There is the joy of the man in Christ, 3. 1; 4. 4. That man says twice over, though in bonds in prison, ‘Rejoice in the Lord’. That was how the Philippians remembered him – a man of joy, Acts 16. 25. That joy is not found in circumstances or in happenings, but in a Person. It is human nature to be happy when we are with the person we love and Christ is the Lover and the Loved One from whom nothing in time or eternity can ever separate us.

There is the joy of one who has won a soul for Christ, 4. 1. To the Christian, evangelism should not be just a duty; it should be a joy.

There was joy in a gift. Paul writes ‘But I rejoiced in the Lord greatly, that now at the last your care of me hath flourished again, 4. 10. Here is the joy of being remembered, the joy of realizing that someone cared, and that you have not been forgotten.

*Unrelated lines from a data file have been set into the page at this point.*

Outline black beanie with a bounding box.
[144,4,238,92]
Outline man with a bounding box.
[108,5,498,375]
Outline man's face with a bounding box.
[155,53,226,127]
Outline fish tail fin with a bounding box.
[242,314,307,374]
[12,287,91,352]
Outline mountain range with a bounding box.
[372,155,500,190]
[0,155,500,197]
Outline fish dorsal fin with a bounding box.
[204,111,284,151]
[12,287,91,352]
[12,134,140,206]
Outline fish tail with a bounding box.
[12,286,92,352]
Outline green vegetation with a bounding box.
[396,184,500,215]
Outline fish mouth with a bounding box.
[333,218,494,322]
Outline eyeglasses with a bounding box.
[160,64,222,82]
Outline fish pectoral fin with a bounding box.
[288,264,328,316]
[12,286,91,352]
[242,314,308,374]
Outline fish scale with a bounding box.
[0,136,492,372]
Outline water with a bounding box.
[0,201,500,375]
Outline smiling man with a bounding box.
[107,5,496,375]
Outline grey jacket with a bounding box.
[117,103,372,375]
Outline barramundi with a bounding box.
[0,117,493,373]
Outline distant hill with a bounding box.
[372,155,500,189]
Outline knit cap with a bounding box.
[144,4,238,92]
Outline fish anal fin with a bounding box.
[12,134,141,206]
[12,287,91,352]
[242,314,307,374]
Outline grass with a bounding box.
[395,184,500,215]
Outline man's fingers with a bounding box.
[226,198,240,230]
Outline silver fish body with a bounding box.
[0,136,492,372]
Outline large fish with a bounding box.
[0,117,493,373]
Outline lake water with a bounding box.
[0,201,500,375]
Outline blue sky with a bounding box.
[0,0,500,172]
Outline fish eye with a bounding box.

Paul finds it necessary to repeat his injunction, ‘Rejoice in the Lord’, 3. 1; 4. 4. ‘Find your joy in the Lord, and in Him alone’, he is saying. There is a certain indestructibility in Christian joy, and it is because it is ‘in the Lord’. The Christian may lose all things, and he may lose all people, but he can never lose Christ. The true source of joy lies in union with the Lord. Nothing more certainly indicates that we have fellowship with God than the radiance of this joy in our bearing. In His presence is ‘fullness of joy’ and at His right hand are ‘pleasures for ever more’, Ps. 16. 11. We can enjoy that now. We may not be able to rejoice in our circumstances, friends or prospects, but we can always rejoice in the Lord. A sad face and a doleful voice do not commend the Christian faith. If we are truly walking in the Spirit our lives will radiate Christian joy.